Washington: Many central banks are starting to withdraw the emergency stimulus they introduced to fend off last year’s pandemic recession.
With inflation accelerating, the Federal Reserve is set to slow its asset-purchase programme, while peers in Norway, Brazil, Mexico, South Korea and New Zealand are among those to have already raised interest rates.
Behind the shift are signs that the recent inflation scare won’t fade soon amid supply chain strains, surging commodity prices, post-lockdown demand, ongoing stimulus and labor shortages.
Complicating the task for policy makers is that growth may be slowing, prompting some to warn of a stagflationary-lite environment.
That puts central bankers in a bind as they debate which risk they should prioritize. Targeting inflation with tighter monetary policy adds to the pressure on economies, but trying to boost demand may ignite prices further.
Stagflation on the horizon?
For now, the feeling of many is that inflation has lingered longer than most predicted. As Huw Pill, the Bank of England’s new chief economist, said last week, the “balance of risks is currently shifting towards great concerns about the inflation outlook, as the current strength of inflation looks set to prove more long-lasting than originally anticipated.”
Not all are as concerned or looking to change tack. Officials at the European Central Bank and Bank of Japan are among those intending to keep stimulating their economies aggressively. And the International Monetary Fund predicts that in advanced economies at least, inflation will soon ease to about 2%.
“Stagflation is too strong a word. Still, supply shocks that lift prices and lower output leave monetary policy makers with no easy options. With little urgency to act, the Fed and other major central banks are preserving optionality. If stubborn inflation forces their hand, the global recovery will face an additional drag,” said Tom Orlik, chief economist at Bloomberg Economics.
Here is Bloomberg’s quarterly guide to 23 of the world’s top central banks, covering 90% of the world economy:
Jerome Powell, the Federal Reserve chairman has recently taken a step toward scaling back massive pandemic support.
The Fed chair last month said the US central bank could start to taper monthly bond purchases as soon as November. Getting that started is top of his to-do list, alongside persuading Americans that the Fed is also keeping an eye on higher-than-expected inflation.
He’ll try to communicate that message without giving the impression that the Fed is getting closer to raising near-zero interest rates, even though policy makers were evenly split on rate liftoff next year, according to quarterly projections they released Sept. 22.
But the forecasts - displayed as anonymous dots on a chart - can be affected by shifts in personnel. In addition to Powell’s chairmanship, President Joe Biden has the chance to pick three other governors on the seven-seat Board in Washington.
European Central Bank
The ECB is preparing for a major policy update in December, when projections through 2024 will show how much progress inflation is set to make toward sustainably reaching a newly set 2% goal. Global supply bottlenecks and a series of one-time factors have pushed price growth far above that rate, though pressures are expected to ease over the course of next year.

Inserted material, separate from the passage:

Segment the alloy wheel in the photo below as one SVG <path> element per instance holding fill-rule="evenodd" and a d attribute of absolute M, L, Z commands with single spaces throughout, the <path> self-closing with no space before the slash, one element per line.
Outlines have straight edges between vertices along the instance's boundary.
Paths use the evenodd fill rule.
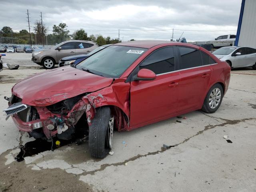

Policy makers led by President Christine Lagarde have already decided to slow purchases under their 1.85 trillion-euro ($2.2 trillion) pandemic program in the fourth quarter, and are likely to allow the plan to expire in March. A debate in coming months about how to redesign the ECB’s older bond-buying scheme may prove more contentious, with some advocating more flexibility and an increase in pace that others say may not be needed.
Bank of Japan
BOJ Governor Haruhiko Kuroda must now work with a new prime minister, Fumio Kishida, to guide the economy out of the pandemic. The BOJ could decide this quarter to extend its Covid funding measures or wrap them up by the end of March, as planned. The policy board will be watching to see if the recovery benefits from a release of pent-up demand after restrictions on activity were finally lifted last month, and as vaccination rates rise.
Still, inflation that’s forecast to stay below target for years means the bank is unlikely to let up on its main stimulus any time soon, even as peers move toward normalization. That divergence should keep the yen weak, providing a tailwind for Japan’s export-led recovery.
Bank of England
With UK inflation on course to hit more than double the BOE’s 2% target by the end of the year, speculation is mounting the institution will be the among the first of its G-7 peers to start unwinding pandemic-era rate cuts.While officials said in September that they didn’t necessarily have to wait until their bond-buying plan finishes at the end of this year to act, most economists are penciling in the first move in for 2022. Markets are even more aggressive, and at one stage were predicting three increases next year.Still, concerns that a premature tightening would choke off the recovery may yet stay the BOE’s hand, especially as U.K. consumers prepare for a difficult winter of mounting bills.